The core innovation of our model is the integration of a hybrid Transformer encoder with both convolutional and self-attention mechanisms. This design allows us to capture gene interactions at both local and global scales: convolutional attention identifies closely co-expressed gene modules, while self-attention reveals global, cross-pathway regulatory effects. This multi-scale approach ensures that our model has a more comprehensive and robust understanding of infection biology. More importantly, this architecture inherently provides high interpretability. We no longer rely on post hoc feature importance scores, which may carry bias, but directly use the attention scores from the core mechanism of the model as a direct and quantitative measure of gene importance.

Ultimately, the main contribution of our workflow is the successful transformation of a complex classification task into a highly efficient pathogenic gene discovery engine. The outstanding performance of our model is not the endpoint but a powerful validation of its biological relevance. By ranking genes based on attention scores, we can prioritize a small set of high-confidence candidate pathogenic genes from thousands. These genes are not only statistically correlated with infection status but also occupy critical positions in the dynamic co-expression network learned by the model, lending them strong biological plausibility. This significantly narrows the scope for subsequent wet-lab validation, accelerating the development of biomarkers.

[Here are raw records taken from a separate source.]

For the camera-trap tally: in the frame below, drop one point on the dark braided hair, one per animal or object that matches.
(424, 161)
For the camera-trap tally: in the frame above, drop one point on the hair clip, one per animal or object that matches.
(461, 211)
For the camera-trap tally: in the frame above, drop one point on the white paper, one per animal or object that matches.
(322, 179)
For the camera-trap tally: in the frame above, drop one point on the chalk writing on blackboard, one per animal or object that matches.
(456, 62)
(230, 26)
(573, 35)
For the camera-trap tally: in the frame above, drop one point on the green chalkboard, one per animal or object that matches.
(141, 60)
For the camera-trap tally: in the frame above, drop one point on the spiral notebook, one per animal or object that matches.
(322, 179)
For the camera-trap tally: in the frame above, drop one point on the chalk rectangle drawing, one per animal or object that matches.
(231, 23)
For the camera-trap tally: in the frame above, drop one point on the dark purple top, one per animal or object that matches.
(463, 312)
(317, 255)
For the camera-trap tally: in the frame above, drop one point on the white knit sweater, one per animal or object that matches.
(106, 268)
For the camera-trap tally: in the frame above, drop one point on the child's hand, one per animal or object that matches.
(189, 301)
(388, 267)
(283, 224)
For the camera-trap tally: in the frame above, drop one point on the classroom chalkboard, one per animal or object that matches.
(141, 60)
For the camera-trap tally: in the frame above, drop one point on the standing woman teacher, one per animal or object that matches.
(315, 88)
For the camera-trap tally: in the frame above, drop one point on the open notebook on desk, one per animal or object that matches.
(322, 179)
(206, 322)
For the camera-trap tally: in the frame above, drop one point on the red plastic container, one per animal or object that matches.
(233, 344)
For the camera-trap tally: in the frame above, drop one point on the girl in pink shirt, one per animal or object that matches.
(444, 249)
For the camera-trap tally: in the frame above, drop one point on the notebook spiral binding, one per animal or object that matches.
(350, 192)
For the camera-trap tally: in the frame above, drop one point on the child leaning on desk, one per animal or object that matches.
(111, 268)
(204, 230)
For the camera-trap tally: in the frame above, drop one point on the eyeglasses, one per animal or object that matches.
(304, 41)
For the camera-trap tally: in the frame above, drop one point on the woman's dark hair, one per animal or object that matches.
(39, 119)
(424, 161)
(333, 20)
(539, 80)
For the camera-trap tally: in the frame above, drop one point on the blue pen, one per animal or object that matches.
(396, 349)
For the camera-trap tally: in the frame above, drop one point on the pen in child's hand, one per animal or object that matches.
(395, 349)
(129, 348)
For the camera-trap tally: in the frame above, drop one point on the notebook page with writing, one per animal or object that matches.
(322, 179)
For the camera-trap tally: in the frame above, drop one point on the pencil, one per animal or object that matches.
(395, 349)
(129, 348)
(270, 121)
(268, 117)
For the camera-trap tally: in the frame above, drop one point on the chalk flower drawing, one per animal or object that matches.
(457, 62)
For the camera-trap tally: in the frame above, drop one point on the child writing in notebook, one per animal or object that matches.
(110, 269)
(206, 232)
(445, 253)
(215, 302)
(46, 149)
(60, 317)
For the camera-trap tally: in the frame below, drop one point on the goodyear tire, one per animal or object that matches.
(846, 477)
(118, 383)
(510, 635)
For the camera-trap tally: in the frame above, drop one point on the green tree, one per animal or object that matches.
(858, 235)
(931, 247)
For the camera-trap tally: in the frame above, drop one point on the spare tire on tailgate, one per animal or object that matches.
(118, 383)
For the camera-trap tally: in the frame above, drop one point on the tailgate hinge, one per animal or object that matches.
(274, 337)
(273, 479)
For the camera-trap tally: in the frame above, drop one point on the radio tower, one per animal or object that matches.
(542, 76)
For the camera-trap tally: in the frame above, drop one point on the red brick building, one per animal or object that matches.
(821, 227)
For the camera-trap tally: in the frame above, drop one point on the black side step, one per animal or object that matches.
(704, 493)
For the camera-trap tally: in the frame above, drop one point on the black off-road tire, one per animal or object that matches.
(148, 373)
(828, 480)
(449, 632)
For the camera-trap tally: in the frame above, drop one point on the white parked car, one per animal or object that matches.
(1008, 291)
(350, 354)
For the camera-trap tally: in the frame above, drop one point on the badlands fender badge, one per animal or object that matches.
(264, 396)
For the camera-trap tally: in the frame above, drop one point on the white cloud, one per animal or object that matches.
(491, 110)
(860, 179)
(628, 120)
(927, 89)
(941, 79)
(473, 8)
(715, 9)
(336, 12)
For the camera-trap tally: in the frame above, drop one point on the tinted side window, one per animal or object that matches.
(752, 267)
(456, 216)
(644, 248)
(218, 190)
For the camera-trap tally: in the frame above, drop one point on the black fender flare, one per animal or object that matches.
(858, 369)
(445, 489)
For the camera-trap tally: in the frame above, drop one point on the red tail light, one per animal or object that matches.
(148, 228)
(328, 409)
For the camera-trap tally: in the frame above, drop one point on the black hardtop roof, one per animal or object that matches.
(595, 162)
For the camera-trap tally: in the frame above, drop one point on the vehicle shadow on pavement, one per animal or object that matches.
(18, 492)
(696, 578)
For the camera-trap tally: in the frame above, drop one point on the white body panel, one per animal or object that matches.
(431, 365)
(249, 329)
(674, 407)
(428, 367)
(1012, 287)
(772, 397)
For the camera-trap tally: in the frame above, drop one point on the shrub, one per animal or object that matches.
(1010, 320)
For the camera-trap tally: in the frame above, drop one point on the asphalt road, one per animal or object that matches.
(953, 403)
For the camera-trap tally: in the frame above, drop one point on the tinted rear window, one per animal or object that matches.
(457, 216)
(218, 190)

Looking ahead, the framework established in this study—from time-series data reconstruction to LSTM dynamic feature extraction, and from hybrid attention multi-scale analysis to interpretable ranking—forms a powerful and versatile analysis pipeline. This approach provides a reusable blueprint for dynamic biomarker discovery in other crop diseases, such as rice blast, and opens new avenues for the deep integration of computational biology and precision data mining.

6. Patents

This work has resulted in an authorized invention patent titled “A Transformer-based Method for Gene Data Mining” (Patent No. ZL 2025 1 0059810.2; Authorization Announcement No. CN 119479835 B). The patent is owned by Changchun University, and the inventors include Yinfei Dai, Shihao Lu, Qi Wang, Xiao Song, Mengjiao Qiao, Jie Fan, Shaoqiang Wang, Yubao Liu, Yanbai Wang, Zhiyuan Liu, and Yuping Sui.